De toi, je me souviens de tout, j’ai tout aimé
Je sais que l’an dernier, un jour, le douze mai,
Pour sortir le matin tu changeas de coiffure !
J’ai tellement pris pour clarté ta chevelure
Que, comme lorsqu’on a trop fixé le soleil,
On voit sur toute chose ensuite un rond vermeil,
Sur tout, quand j’ai quitté les feux dont tu m’inondes,
Mon regard ébloui pose des taches blondes !

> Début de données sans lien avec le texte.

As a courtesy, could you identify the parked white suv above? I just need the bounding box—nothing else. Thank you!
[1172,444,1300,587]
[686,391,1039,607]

Par contre, la scène de mort de Cyrano …. vous allez rire, j’ai eu des larmes aux yeux….. la brisure de voix de Patrick Pineau quand il dit « par cœur » les lignes qu’il avait écrit 14 ans auparavant, lignes supposées être lues la première fois par lui….. ça c’était du grand art.
Pitoiset misait entièrement sur Torreton, Lavaudan laisse un peu plus de place à la troupe (Gilles Arbona – De Guiche) Olivier Cruveiller (Ragueneau) – et Pineau ne l’écrase pas…..
« Le panache n’est pas la grandeur, mais quelque chose qui s’ajoute à la grandeur, et qui bouge au-dessus d’elle. C’est quelque chose de voltigeant, d’excessif, — et d’un peu frisé. […] Le panache est alors la pudeur de l’héroïsme, comme un sourire par lequel on s’excuse d’être sublime », une grâce frivole de« l’esprit qui voltige », « belle victoire sur la carcasse qui tremble » selon Edmond Rostand (1868-1918) dans son Discours de réception à l’Académie française en 1903.